Mais ce dont je parle évoque surtout la Californie… Il faut dire que Gossip Girl est bien de New York, et nulle part ailleurs. C’est l’une des seules séries où l’on sent vraiment qu’elle est habitée par New York. Il n’y a pas photo, la série est tournée dans les rues mêmes de cette ville, ce qui n’était pas le cas de Friends ou Seinfeld tournés entièrement ou presque en studio. Et puis il y a les Hamptons, dans combien de films ou séries entend-t-on parler de ce lieu pourtant emblématique de la haute bourgeoisie américaine ? Et l’ambiance même de la série, avec des vrais saisons (un Thanksgiving plus frisquet qu’un 4 juillet par exemple), et une sophistication qui vient bien du Nord-Est. Oui décidément, New-York est un élément central de la série, ce qui personnellement n’est pas pour me déplaire ^^. Evidemment, la série a un petit côté « vitrine de mode » mais étant donné le public visé (les jeunes filles/femmes) ça n’est pas très étonnant, ni désagréable =), ça peut même être considéré comme une de ses qualités, c’est une série où les personnages ont du style =D.

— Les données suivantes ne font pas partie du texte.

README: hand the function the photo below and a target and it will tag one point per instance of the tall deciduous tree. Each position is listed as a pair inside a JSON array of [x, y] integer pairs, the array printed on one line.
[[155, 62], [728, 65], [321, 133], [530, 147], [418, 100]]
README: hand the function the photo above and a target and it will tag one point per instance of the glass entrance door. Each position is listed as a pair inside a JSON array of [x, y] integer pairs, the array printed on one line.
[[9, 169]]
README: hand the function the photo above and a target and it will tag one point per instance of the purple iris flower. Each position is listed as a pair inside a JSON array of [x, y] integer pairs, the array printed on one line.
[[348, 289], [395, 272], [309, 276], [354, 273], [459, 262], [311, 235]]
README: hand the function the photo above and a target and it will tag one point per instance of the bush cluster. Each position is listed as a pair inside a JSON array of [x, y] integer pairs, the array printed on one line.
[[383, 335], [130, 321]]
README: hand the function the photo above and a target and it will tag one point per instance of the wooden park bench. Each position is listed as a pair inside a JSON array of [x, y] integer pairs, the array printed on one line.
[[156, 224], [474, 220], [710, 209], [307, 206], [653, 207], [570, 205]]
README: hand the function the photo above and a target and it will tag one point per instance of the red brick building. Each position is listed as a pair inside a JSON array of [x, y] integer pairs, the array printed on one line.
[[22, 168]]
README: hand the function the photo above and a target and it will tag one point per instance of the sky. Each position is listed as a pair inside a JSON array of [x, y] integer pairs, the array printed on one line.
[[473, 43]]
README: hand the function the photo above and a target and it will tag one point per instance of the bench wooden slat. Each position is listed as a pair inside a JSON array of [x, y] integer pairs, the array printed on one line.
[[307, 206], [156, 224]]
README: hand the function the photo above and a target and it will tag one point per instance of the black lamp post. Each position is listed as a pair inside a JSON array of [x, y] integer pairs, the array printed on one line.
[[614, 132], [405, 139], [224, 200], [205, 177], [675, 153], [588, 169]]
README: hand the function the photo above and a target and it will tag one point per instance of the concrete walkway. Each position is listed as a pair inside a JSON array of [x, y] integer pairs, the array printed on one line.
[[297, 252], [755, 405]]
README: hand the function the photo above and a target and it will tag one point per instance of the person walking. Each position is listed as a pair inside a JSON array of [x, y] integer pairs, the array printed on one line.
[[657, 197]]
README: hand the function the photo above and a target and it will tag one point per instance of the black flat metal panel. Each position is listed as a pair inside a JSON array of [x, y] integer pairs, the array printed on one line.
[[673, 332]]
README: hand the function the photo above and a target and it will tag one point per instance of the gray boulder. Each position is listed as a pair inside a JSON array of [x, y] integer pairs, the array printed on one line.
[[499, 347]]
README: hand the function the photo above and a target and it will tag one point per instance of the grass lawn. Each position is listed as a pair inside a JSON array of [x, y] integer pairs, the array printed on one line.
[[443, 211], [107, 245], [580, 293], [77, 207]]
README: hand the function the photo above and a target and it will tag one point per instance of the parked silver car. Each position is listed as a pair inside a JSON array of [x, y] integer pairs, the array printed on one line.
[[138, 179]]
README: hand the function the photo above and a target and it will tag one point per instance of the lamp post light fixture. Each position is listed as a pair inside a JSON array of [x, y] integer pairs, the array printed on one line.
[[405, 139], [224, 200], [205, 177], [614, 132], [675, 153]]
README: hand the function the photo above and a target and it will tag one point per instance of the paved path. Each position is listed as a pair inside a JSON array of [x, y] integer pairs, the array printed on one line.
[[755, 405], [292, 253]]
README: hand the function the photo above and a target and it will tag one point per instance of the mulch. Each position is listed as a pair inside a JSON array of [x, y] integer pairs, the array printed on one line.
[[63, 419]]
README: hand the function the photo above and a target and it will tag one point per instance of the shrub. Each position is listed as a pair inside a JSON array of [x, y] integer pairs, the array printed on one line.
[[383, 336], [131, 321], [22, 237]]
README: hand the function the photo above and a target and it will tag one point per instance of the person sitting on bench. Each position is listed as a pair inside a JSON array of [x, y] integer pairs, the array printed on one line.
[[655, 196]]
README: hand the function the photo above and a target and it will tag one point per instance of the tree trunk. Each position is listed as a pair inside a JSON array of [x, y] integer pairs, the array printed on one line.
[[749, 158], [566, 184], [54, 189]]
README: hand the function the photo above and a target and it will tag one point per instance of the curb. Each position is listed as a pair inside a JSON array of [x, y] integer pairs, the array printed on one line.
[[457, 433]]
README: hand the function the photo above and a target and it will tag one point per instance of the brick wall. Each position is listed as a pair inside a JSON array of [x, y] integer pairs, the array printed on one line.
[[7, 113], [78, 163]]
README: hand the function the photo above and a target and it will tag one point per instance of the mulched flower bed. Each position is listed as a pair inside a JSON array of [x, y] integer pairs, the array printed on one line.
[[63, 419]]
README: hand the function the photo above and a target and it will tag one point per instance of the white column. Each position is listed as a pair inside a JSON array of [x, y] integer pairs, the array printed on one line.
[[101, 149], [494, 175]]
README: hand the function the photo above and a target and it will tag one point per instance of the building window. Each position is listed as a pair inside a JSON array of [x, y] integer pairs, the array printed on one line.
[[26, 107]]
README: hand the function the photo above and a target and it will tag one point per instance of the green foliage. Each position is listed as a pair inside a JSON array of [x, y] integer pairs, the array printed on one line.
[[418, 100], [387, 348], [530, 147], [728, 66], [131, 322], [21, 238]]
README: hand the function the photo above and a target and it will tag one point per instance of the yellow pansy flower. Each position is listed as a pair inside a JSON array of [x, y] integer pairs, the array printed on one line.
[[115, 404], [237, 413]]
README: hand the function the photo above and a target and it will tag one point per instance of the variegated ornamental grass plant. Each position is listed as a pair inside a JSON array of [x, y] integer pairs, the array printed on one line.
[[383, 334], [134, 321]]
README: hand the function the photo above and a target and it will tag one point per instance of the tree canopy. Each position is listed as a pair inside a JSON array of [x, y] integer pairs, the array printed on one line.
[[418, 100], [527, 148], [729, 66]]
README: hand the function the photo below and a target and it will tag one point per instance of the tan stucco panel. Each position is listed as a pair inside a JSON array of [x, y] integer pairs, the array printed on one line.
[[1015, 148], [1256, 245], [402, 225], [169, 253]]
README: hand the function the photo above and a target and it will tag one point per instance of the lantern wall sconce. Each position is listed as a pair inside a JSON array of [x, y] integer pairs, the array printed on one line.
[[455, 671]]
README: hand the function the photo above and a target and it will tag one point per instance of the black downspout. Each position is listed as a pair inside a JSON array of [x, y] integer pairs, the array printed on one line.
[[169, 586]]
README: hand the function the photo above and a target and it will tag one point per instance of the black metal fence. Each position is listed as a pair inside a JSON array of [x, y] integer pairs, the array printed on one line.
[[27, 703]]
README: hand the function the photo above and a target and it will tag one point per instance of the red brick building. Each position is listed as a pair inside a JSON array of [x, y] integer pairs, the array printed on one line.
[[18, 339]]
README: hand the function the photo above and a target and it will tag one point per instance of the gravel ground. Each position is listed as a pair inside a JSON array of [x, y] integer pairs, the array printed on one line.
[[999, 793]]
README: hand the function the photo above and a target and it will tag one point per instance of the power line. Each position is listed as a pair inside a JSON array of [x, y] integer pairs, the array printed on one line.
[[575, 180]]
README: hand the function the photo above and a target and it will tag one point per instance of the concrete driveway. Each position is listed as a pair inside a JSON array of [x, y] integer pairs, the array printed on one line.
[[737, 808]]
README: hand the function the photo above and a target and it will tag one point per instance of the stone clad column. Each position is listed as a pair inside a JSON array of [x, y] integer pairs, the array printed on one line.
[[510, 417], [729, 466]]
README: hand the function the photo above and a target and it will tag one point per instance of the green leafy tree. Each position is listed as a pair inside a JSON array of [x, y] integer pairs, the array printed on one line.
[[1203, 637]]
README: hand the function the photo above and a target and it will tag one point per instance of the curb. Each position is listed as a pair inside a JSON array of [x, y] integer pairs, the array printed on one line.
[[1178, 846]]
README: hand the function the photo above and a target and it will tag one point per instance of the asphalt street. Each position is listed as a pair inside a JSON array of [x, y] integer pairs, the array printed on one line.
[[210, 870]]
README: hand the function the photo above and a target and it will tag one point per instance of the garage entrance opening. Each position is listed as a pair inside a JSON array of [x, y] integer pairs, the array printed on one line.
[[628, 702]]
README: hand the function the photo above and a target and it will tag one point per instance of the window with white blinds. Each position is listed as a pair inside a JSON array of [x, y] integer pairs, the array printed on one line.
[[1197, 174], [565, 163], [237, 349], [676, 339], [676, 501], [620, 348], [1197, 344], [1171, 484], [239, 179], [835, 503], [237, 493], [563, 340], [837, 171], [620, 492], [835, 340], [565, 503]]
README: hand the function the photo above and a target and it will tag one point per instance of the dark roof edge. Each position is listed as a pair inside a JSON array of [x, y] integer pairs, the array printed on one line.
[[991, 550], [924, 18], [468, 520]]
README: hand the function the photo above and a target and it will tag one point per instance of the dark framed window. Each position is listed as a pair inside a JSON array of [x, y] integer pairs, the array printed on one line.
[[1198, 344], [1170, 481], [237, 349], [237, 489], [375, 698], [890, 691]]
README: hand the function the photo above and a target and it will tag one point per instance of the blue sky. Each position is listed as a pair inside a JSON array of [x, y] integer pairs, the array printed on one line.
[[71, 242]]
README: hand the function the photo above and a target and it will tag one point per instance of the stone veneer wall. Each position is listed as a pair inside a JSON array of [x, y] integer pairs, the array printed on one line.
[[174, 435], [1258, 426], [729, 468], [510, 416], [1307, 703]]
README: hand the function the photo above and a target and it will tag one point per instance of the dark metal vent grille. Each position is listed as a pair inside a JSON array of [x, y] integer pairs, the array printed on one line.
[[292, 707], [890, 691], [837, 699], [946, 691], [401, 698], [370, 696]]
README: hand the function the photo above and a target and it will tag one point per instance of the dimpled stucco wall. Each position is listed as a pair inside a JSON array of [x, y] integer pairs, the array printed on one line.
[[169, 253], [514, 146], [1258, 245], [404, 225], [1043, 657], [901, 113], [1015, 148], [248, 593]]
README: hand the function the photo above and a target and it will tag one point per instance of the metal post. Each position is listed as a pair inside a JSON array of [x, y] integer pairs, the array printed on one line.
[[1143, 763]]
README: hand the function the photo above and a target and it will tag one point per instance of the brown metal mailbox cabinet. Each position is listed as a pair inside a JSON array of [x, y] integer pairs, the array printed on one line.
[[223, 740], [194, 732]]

Je crois qu’il ne faut pas s’arrêter à l’idée de départ de la série « blog-tabloïd au sein d’un cercle élitiste » qui me semble assez réductrice, on l’oublie finalement assez vite dès qu’on commence à percevoir l’évolution des personnages au fil des épisodes (la saison 3 diffère du coup pas mal de la saison 1 car les plupart des personnages ont quitté le lycée et ont mûri un peu) ainsi que le cliché « fêtes, champagne et limousines ». Il y a de ça, mais il y en a aussi dans du F. Scott Fitzgerald et personne n’ira dire qu’il écrivait du soap. On m’a dit également que la série valait beaucoup mieux que les livres, ce qui est toujours un bon argument : on a fait pire, en livre en plus, sur le même thème. Bref, plutôt que d’écouter les snobs ou de vous endormir à lire mon blabla positif, regardez donc et jugez par vous-mêmes, il n’y a pas de meilleur moyen au monde =).